Small tubes of powdered milk and mushroom spores sped into earth's orbit on Thursday as part of science experiments conducted by two groups of New York City students.
High school students from the Bronx High School of Science and a middle school team from NEST+m won a national competition to hitch their research to a rocket carrying supplies to the International Space Station. The launch went smoothly; astronauts should receive the payload this weekend.
Science teacher Zach Vine became a champion of the program when he was teaching at NEST+m and helped bring it to the school's network, Children First Network 201 which also includes Bronx Science. Now an interim acting assistant principal at P.S. 123 in Brooklyn, Vine said he continues to work on the project.
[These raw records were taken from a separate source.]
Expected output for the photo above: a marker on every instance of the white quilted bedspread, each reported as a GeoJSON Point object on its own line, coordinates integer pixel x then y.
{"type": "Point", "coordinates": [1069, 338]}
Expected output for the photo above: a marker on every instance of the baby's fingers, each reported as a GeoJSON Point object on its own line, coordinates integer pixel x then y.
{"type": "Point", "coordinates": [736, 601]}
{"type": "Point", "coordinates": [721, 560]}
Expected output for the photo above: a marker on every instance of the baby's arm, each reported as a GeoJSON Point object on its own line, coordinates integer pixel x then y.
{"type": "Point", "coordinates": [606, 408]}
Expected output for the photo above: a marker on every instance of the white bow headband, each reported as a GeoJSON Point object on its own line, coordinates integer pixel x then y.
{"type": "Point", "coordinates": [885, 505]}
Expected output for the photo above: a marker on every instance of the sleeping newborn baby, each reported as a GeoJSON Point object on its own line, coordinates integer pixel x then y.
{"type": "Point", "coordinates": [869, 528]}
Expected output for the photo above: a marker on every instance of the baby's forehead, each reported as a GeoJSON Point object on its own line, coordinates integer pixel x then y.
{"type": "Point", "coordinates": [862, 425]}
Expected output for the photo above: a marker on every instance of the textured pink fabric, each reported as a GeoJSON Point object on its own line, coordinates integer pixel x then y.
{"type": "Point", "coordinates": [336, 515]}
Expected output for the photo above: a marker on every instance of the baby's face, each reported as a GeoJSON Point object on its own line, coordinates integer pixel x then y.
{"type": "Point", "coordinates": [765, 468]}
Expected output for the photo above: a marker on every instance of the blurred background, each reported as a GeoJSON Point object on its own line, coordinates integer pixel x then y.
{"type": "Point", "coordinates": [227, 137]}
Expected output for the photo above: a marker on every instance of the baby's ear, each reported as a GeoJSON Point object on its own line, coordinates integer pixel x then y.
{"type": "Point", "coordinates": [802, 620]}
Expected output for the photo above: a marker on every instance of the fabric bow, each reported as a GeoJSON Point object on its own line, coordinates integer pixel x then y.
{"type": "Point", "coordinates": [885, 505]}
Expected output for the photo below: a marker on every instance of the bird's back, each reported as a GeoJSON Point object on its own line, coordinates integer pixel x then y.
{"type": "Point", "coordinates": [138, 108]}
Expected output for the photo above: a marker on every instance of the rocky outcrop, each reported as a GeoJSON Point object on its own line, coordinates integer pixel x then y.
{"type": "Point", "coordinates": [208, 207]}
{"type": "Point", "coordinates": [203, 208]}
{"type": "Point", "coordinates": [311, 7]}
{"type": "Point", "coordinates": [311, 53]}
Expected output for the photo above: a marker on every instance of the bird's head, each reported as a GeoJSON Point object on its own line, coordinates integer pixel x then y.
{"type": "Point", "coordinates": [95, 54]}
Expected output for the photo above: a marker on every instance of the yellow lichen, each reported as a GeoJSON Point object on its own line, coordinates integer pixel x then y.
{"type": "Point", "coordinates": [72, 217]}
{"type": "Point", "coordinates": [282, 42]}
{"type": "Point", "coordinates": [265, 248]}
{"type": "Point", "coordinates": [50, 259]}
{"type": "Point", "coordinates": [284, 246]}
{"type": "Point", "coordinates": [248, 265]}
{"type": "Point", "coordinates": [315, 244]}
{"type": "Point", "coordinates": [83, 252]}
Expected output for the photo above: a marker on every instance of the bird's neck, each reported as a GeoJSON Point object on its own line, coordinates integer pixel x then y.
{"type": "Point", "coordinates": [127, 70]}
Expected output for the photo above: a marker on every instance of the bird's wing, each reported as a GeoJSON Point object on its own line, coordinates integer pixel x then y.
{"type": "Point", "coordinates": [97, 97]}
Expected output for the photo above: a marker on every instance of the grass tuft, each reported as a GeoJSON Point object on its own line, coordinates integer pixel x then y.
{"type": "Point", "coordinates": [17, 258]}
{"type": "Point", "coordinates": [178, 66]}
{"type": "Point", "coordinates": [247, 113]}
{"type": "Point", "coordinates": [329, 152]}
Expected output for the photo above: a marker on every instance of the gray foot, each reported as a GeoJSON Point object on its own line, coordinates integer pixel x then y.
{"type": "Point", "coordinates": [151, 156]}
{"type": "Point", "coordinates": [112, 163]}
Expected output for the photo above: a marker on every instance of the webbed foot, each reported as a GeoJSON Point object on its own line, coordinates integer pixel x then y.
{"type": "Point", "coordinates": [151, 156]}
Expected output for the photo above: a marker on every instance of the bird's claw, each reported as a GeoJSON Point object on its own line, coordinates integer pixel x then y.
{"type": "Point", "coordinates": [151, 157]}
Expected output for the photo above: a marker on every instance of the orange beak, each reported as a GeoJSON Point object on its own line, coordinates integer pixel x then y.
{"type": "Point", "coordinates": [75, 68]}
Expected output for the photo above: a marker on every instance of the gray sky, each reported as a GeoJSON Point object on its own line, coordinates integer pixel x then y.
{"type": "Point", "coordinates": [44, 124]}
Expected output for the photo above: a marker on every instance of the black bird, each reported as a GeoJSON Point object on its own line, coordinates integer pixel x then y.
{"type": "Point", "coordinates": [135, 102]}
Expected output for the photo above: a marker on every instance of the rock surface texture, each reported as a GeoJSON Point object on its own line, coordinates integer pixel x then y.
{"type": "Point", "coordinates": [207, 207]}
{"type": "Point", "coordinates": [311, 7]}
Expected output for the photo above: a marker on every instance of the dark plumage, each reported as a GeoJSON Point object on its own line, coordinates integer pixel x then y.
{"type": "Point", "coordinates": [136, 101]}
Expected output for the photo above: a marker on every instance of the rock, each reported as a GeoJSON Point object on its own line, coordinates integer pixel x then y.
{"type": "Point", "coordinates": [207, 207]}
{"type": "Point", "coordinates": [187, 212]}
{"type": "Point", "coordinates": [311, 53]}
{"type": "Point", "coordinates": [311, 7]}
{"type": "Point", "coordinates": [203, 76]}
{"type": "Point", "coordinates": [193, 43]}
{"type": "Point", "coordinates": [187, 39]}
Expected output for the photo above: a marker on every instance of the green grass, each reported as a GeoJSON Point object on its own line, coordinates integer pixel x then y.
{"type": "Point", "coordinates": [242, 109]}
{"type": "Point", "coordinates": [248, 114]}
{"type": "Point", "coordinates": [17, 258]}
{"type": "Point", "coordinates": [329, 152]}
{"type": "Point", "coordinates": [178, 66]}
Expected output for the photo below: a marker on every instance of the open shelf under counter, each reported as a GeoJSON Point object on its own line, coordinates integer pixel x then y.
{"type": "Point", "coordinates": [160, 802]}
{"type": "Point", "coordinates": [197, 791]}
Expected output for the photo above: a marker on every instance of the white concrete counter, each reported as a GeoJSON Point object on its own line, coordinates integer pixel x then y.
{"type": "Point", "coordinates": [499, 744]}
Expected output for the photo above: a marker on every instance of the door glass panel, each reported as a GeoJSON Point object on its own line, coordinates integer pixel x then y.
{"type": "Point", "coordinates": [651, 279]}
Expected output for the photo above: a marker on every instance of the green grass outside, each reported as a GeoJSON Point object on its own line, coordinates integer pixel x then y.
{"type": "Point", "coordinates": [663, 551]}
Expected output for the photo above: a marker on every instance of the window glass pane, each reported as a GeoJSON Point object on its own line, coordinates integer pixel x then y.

"For me, it's personally satisfying to see the work I did with my students come to fruition and to see their ideas actually take flight and be launched up into space," he said. "For New York City public schools, this has got to be a first."
The Bronx Science students are studying the growth of mushrooms in micro-gravity. The middle schoolers are looking at how bacteria grows in milk, in space and on earth, to understand the differences.
Astronauts will help the students by mixing ingredients on designated "crew interaction days," Vine said. Teams can monitor the experiments online.
"Once the experiment is returned to us," he said, "we will analyze the samples and share our results with the scientific community."
The Student Spaceflights Experiment Program is a STEM education effort connecting students to the International Space Station.